I figure that, having spent about fifty Saturdays in this place, I am good and ready for the apocalypse. Don’t you think the apocalypse will have busted-out sofas?
The first time Clif persuaded me to take him to this place, I was deeply skeptical. He was still a novice skateboarder, working on landing his ollie, trying to do a pop shove it, with no HOPE of dropping in or working a manual. Not only did I think he would never make it down one of these ramps, I assumed I would never survive the soundtrack of this place, which averages about 125 decibels when somebody gets hold of the volume knob.

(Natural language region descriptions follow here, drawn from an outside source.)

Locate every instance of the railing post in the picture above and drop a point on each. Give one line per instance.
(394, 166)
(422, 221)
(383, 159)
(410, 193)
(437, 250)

But when I looked up as we entered this mom-free zone, I saw a banner that was a clue:
Any skatepark with Johnny Cash looking down benevolently can’t be all creepy.
In fact, at this point, I look forward to sitting on my unupholstered wooden chair and listening to the music that gets into my bones. I think they play a geezer mix on Saturday mornings, because that’s when the young kids get to skate and the Grownup Holding Area is hopping. A lot of Creedence Clearwater Revival and Bob Dylan.
Some parents bring their own fold-up chairs like they’re at their kid’s flag football game, so worrisome is the sofa situation.
Occasionally, the music turns into a murky contemporary Christian rock thing, because the place is run by contemporary Christians, but I only figure this out when I hear a loud, wailing, “Salvaaaaaaaaaation” in some song that sounds like a U2 knockoff.
I have done a lot of knitting in this place, and I was so productive this past Saturday that I seamed up my whole Yank coat and was left with setting in the sleeves. I had planned to set in the sleeves back at home, because I like to do a lot of pinning and futzing when I’m setting in a sleeve. But the spirit took hold of me, and I stitched them in freehand, no pins, no nothing–and I even landed them in place with the right side out.
Clif landed an axle stall at just about the same time. You should see the guy these days: a small Tony Hawk, flying around, launching himself with glee.
“We’ve got a pretty good deal going, don’t we?” he said as we headed home. “You knit, I skate.”